Before saying another word, I must disclose a conflict of interest: I love this guy. Snyder, 61, says he is afflicted with "entrepreneur's disease." This incurable malady causes him to suffer bouts of anxiety unless he is changing the world, and his condition is also marked by episodes of uncontrollable excitement about his own ideas. Snyder is the first economist I've ever met who makes something.
I first bumped into Snyder's work around 1992 while researching a story for Worth on some newfangled mutual funds being sold as money-market substitutes. The funds were buying illiquid bank debt, and investors could redeem fund shares just once a quarter in a tender offer.
My story, colored by years of covering the burgeoning, scandal-scarred, volatile junk-bond market, warned that a downturn in the economy might result in an unpleasant outcome for investors in these illiquid bank debt funds. Of course, I was wrong. The economy blasted into the long expansion of the 1990s and the bank debt market went on to become more developed and more liquid, so the funds did just fine.
However, what was intriguing about this nascent market was that the managers of these funds priced the bank debt based on information published in a newsletter by a company called Loan Pricing Corp. Collecting a database of bank debt issues and publishing it, this tiny company with the simple name almost single-handedly created a secondary market for bank loans. LPC's unusual contribution to capitalism made a mark that lasted in my brain.
Scroll forward to December 2002. I get a call from a stranger who tells me he is building a revolutionary new database company that will provide a technology platform for independent financial advisors, and that he has emerged from retirement after selling his previous company, Loan Pricing Corp. It's Snyder, the guy who 10 years earlier helped create a market for bank loans. He had sold LPC to Reuters in 1994 for $30 million. After telling me his plans, Snyder disappears for two years. In December 2003, he calls me and suggests we meet.
Snyder shows up at my office with one of his investors, who is also a business advisor, Herbert Aspbury, vice chairman of the board of trustees at Villanova University and the former Group Head of Europe, Africa, and Middle East at Chase Manhattan Bank.
Sitting on the couch in my office, Snyder tells me his application is now fully baked.
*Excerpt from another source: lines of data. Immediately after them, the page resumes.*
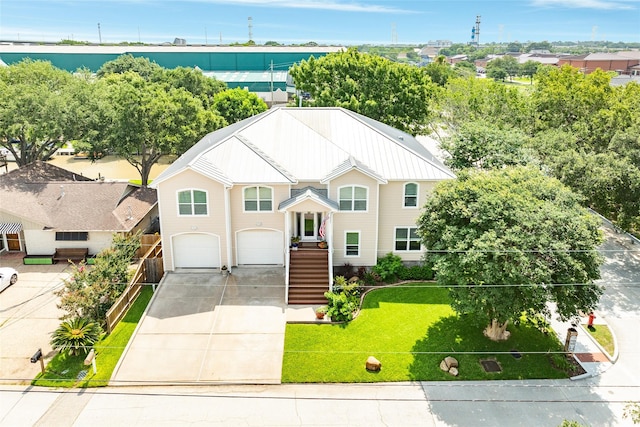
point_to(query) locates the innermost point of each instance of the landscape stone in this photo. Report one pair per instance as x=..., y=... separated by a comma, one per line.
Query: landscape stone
x=373, y=364
x=451, y=362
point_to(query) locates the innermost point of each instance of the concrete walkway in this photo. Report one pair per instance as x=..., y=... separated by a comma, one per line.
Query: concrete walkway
x=201, y=327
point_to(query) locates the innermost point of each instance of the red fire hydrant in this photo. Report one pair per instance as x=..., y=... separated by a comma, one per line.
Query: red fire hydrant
x=592, y=316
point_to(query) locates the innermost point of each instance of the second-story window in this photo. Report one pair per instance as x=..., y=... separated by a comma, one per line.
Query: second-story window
x=258, y=199
x=192, y=202
x=411, y=195
x=353, y=198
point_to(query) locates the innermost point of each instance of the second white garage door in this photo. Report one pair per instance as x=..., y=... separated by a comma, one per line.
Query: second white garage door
x=260, y=247
x=196, y=250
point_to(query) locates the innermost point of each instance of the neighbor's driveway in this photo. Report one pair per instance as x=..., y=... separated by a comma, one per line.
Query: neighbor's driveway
x=201, y=327
x=28, y=315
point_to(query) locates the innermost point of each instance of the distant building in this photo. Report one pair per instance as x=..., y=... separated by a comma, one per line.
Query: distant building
x=620, y=62
x=439, y=43
x=261, y=69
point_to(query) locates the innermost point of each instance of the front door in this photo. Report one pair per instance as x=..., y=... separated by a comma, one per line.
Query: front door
x=309, y=225
x=13, y=242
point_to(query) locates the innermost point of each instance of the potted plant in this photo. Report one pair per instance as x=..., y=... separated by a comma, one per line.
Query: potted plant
x=295, y=241
x=321, y=311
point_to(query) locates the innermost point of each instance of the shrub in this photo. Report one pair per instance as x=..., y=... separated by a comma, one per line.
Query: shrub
x=388, y=267
x=346, y=270
x=75, y=334
x=416, y=272
x=351, y=289
x=343, y=300
x=370, y=278
x=340, y=307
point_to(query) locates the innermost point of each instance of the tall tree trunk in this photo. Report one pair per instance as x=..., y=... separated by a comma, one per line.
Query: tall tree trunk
x=496, y=331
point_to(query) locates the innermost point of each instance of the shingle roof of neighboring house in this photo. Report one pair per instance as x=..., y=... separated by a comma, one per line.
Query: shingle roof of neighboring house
x=40, y=171
x=289, y=145
x=68, y=205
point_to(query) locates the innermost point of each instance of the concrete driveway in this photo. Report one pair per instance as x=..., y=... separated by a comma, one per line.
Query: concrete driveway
x=28, y=315
x=201, y=327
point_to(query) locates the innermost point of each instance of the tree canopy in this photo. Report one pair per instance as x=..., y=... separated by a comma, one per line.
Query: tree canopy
x=238, y=104
x=506, y=242
x=41, y=109
x=486, y=146
x=396, y=94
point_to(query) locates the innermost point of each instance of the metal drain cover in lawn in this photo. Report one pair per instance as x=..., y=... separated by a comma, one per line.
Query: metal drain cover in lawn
x=490, y=365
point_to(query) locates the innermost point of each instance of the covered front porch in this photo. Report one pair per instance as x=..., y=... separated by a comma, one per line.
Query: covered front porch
x=308, y=261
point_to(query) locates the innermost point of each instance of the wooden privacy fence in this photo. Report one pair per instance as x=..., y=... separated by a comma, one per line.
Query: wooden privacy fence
x=150, y=270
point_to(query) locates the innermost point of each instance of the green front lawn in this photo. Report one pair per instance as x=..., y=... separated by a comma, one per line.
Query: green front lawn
x=410, y=329
x=63, y=370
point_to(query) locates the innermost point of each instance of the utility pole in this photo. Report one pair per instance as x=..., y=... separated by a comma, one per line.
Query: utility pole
x=271, y=82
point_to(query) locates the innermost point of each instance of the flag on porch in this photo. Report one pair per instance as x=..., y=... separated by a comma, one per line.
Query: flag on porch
x=323, y=227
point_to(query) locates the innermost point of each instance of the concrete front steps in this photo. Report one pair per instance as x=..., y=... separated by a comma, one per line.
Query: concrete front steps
x=308, y=276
What Snyder has is a portfolio accounting system called PCR Insight. It captures transaction-level data and daily prices on all securities, so it can run reports for any time period on any asset. PCR can household accounts and do a lot of the work performed by applications like Advent Axys or Schwab Centerpiece.
But PCR is very different from other portfolio accounting and performance reporting solutions: It is driven by account aggregation as well direct downloads in batches. PCR can batch-download all of your client accounts from a custodian. But it also can download each client account one at a time using view-only data and screen-scraping techniques generally used by account aggregation companies, not by portfolio accounting systems. PCR is not a shrinkwrapped software solution; everything is custom- made. It is a service bureau built for super-wealthy people and their advisors that combines account aggregation with human intervention to download or manually input daily valuations on alternative investments as well as listed securities.
One of the most compelling reasons to pay attention to PCR is the people backing it. Joe Dionne, the former CEO of The McGraw-Hill Companies, is chairman of PCR. Its roster of backers, who have each ponied up from $50,000 to $500,000 and plan to use the system themselves to manage their own wealth, reads like a Who's Who in American financial services. But don't let that impress you too much. After speaking with a couple of these gentlemen, it's clear to me that they don't know much about account aggregation, portfolio reporting applications, service bureaus, or where PCR fits into the world of independent advisors. However, they are bankrolling the venture, are intimately familiar with the problems of the super-wealthy, and they do know the right people to open doors for PCR.
Despite all this, I'm not going to pretend to know if Chris Snyder's business will succeed. What he wants to do is complicated, and it serves an exclusive but limited number of firms. Although there are no direct competitors now, you'd think that an aggregation company, a portfolio reporting software firm, or an entrepreneurial-minded family office operation would step into this niche.
However, Snyder's venture into the intriguing world of the super-wealthy and the advisors who serve them provides a glimpse into how account aggregation could be used in the days ahead to drive portfolio accounting and performance reporting applications. Today's technology for the super-wealthy is tomorrow's tool for the mass affluent--and the next day's tool for the self-directed.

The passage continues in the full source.